Al analizar las causas de la agresividad, podemos distinguir que se debate entre factores exógenos (contexto social, características familiares y medios de comunicación) y factores endógenos (clima escolar, relaciones interpersonales y rasgos personales de los alumnos en conflicto). Realmente, este desequilibrio estructural actúa como un cultivo favorable para la inadaptación y las conductas antisociales. 
Aun cuando las instituciones contrarrestan los efectos negativos de estos ambientes de exclusión, poco puede hacer en solitario.

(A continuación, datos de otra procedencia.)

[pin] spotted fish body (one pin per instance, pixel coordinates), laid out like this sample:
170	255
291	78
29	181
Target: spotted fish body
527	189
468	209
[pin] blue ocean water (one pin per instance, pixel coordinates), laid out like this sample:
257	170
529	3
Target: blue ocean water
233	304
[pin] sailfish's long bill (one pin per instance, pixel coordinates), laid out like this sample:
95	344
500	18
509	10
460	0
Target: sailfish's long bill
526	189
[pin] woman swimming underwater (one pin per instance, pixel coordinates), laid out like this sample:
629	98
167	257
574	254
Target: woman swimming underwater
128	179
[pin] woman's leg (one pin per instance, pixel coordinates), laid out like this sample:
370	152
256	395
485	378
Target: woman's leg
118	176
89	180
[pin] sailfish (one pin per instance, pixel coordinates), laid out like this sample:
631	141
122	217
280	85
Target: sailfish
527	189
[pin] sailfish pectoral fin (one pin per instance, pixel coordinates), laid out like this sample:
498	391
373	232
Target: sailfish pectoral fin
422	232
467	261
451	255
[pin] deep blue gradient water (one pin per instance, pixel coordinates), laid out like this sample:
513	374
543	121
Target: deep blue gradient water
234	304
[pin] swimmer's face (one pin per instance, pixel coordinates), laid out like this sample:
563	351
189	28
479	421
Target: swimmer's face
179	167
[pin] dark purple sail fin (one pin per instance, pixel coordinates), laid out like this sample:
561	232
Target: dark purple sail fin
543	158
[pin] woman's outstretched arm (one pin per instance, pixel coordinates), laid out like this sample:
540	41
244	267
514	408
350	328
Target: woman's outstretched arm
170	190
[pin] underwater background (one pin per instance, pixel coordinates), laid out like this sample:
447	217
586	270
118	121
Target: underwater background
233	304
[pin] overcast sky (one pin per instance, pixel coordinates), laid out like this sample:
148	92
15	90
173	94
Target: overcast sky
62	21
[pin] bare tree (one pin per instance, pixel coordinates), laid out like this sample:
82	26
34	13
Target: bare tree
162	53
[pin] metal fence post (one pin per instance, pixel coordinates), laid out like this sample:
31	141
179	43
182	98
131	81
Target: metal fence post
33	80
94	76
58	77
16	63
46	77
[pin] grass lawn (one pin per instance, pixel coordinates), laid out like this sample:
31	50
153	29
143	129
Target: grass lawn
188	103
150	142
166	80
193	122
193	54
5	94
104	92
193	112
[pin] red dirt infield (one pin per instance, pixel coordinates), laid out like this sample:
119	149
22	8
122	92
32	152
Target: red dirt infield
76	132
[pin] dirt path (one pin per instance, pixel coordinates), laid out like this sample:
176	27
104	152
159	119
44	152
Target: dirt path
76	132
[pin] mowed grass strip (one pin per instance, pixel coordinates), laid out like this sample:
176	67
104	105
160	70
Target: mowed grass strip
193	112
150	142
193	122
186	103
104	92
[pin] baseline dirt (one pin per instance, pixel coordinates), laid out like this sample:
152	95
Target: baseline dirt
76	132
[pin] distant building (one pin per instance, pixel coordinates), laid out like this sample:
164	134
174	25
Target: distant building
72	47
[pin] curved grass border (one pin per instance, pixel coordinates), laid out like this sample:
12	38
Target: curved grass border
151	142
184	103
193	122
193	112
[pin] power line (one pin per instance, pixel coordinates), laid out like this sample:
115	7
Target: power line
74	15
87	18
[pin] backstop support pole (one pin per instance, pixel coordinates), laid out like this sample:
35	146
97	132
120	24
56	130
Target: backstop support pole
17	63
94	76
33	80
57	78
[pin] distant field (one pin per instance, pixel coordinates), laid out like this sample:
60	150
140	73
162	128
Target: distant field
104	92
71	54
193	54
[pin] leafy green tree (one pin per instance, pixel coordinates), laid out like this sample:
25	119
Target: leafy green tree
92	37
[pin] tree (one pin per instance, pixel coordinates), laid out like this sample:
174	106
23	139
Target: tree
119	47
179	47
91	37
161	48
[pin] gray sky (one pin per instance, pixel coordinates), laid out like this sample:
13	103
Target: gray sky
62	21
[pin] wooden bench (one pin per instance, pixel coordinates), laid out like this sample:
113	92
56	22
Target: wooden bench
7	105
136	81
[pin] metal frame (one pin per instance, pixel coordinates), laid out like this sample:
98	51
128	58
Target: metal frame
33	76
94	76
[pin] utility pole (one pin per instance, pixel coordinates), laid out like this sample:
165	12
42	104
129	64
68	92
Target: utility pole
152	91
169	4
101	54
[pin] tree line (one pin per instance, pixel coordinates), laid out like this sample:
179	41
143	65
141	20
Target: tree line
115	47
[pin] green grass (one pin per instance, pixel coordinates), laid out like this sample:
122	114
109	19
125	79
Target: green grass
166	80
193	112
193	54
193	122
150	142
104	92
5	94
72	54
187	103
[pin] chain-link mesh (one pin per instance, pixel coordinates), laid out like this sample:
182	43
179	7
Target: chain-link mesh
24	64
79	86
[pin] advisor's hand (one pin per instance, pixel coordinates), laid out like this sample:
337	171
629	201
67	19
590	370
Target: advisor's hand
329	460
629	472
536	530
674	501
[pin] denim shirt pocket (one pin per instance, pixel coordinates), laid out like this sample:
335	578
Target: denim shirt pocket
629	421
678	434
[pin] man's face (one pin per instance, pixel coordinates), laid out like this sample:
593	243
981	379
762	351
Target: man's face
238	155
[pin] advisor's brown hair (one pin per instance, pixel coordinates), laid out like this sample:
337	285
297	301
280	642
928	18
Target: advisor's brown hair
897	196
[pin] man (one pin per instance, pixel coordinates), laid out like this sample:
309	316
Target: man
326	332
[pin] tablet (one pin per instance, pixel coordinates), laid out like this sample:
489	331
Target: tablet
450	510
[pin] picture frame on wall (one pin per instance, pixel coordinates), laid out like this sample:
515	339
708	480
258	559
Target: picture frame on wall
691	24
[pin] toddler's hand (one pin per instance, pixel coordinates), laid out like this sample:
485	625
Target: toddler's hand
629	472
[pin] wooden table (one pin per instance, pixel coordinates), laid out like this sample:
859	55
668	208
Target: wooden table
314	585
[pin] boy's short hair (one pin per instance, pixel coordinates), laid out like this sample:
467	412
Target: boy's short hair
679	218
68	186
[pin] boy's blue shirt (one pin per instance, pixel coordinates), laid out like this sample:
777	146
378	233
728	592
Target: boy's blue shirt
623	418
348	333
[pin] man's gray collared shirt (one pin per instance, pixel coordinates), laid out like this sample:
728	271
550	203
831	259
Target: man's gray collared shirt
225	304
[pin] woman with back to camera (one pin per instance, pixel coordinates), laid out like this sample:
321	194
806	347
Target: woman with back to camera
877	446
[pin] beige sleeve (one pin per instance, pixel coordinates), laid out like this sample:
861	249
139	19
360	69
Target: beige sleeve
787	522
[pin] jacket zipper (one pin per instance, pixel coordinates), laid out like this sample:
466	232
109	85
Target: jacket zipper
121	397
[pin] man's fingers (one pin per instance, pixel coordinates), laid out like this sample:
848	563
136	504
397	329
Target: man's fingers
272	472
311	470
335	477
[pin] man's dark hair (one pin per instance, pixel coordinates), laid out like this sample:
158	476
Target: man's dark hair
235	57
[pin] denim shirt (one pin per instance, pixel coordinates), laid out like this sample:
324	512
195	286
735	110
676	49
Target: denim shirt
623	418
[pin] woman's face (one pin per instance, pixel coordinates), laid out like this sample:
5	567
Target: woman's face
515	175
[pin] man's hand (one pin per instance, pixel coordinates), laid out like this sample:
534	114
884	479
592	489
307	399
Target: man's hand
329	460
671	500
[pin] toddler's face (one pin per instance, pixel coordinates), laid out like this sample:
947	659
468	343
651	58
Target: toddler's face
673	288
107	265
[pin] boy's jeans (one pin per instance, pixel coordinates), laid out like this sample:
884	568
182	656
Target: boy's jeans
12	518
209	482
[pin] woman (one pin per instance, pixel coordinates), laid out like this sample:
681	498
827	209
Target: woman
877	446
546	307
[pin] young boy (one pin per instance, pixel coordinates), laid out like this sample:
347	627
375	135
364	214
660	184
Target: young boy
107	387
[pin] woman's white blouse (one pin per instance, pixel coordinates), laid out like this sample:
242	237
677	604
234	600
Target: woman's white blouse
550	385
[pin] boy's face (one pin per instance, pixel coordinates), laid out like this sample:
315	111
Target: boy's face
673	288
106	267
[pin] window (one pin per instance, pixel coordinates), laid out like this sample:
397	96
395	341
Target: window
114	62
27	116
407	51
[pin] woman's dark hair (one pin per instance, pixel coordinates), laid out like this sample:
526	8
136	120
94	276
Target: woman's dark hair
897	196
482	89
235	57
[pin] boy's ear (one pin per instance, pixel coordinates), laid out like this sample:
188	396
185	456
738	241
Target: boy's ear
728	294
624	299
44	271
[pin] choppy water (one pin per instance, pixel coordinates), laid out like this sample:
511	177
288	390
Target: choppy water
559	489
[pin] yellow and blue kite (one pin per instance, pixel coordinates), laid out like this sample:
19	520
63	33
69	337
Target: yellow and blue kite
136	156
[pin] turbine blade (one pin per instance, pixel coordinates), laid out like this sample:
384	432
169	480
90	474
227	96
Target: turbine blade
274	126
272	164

Nadie pone en duda que la familia es la primera y más importante comunidad en la formación de la personalidad. Por eso, los problemas familiares tienen gran impacto en el desarrollo. 
Entre los factores que pueden aumentar la agresividad de estudiantes cabe enumerar: 
1. La desestructuración familiar, abandono de algún padre o falta de atención, 
2. Los malos tratos y la utilización de la violencia, ya que, el estudiante aprende a resolver los conflictos a través del daño físico o la agresión verbal, 
3. El ejemplo familiar tutelado por “la ley del más fuerte” y la falta de diálogo, 
4. Los métodos educativos fundados en la permisividad, la indiferencia o la excesiva punición, 
5. La ausencia de afecto entre cónyuges y la consiguiente inseguridad del educando.